With the injectors out it spins over free enough so its not binding anywhere but with the injectors in it just sounds a bit odd. I'm 99% certain I've got the timing right on it, the cam hole lines up and the crank hole also lines up, its just the pump that's a bit weird. this is a picture of how I've got it.
But this is with the engine rotated 180 deg (I'm assuming the pump is the same size as the crank so that has turned 180 as well.
It has a timing notch in it that side as well, you can see a bit of blue paint on one side of the puilley so maybe that is the correct one to use but how critical is the pump timing anyway, diagbox sais there was 500psi or so in the rail and had the crank rpm about 280-300 however it says cam/crank corelation is out although my pins are bang on.

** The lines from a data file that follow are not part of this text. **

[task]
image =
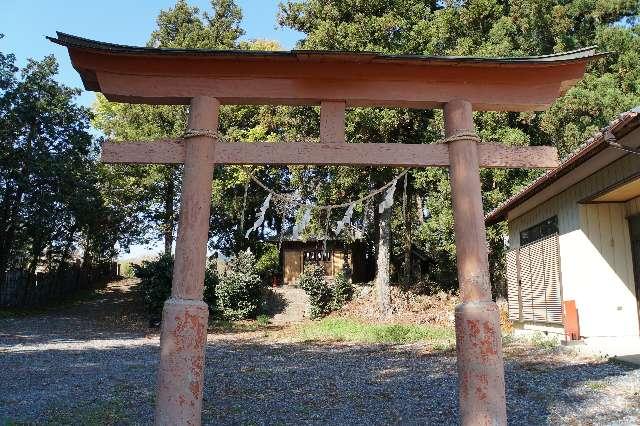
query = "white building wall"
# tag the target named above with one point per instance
(595, 251)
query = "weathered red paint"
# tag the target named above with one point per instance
(184, 319)
(180, 374)
(478, 339)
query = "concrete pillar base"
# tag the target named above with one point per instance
(181, 372)
(480, 365)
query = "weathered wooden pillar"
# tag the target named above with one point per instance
(184, 318)
(481, 387)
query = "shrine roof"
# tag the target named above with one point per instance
(306, 77)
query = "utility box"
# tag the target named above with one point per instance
(570, 319)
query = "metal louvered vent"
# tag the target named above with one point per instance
(533, 282)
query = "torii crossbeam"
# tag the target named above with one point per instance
(204, 79)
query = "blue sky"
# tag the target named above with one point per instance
(25, 23)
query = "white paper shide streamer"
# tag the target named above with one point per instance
(299, 226)
(259, 216)
(388, 197)
(346, 219)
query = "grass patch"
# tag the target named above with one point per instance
(80, 296)
(100, 413)
(341, 329)
(263, 320)
(596, 386)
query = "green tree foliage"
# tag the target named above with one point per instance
(479, 28)
(155, 282)
(239, 291)
(313, 282)
(156, 188)
(51, 200)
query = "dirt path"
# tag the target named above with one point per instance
(95, 363)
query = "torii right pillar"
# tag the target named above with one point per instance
(481, 388)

The only thing that is different is the crank pully, I damaged the reluctor ring taking the engine out so I got a whole new timing pully complete with relutor ring, the pully said it was compatible with my engine, the later one as the earlier pulleys look different of the 16 valves. But what I did notice was the reluctor ring is only pressed onto the timing sprocket and it came off my old pully quite easily with no way of getting it back in the right place again to ensure the timing hole is in the correct place.
This is my new pulley.
Is there any other way of confirming the timing is correct whilst the injectors are out other than using the pins? Seems stupid to have a ring that can come off the pully fairly easily with no way of getting it back in the right place again, the timing hole should have been through the pulley itself somewhere.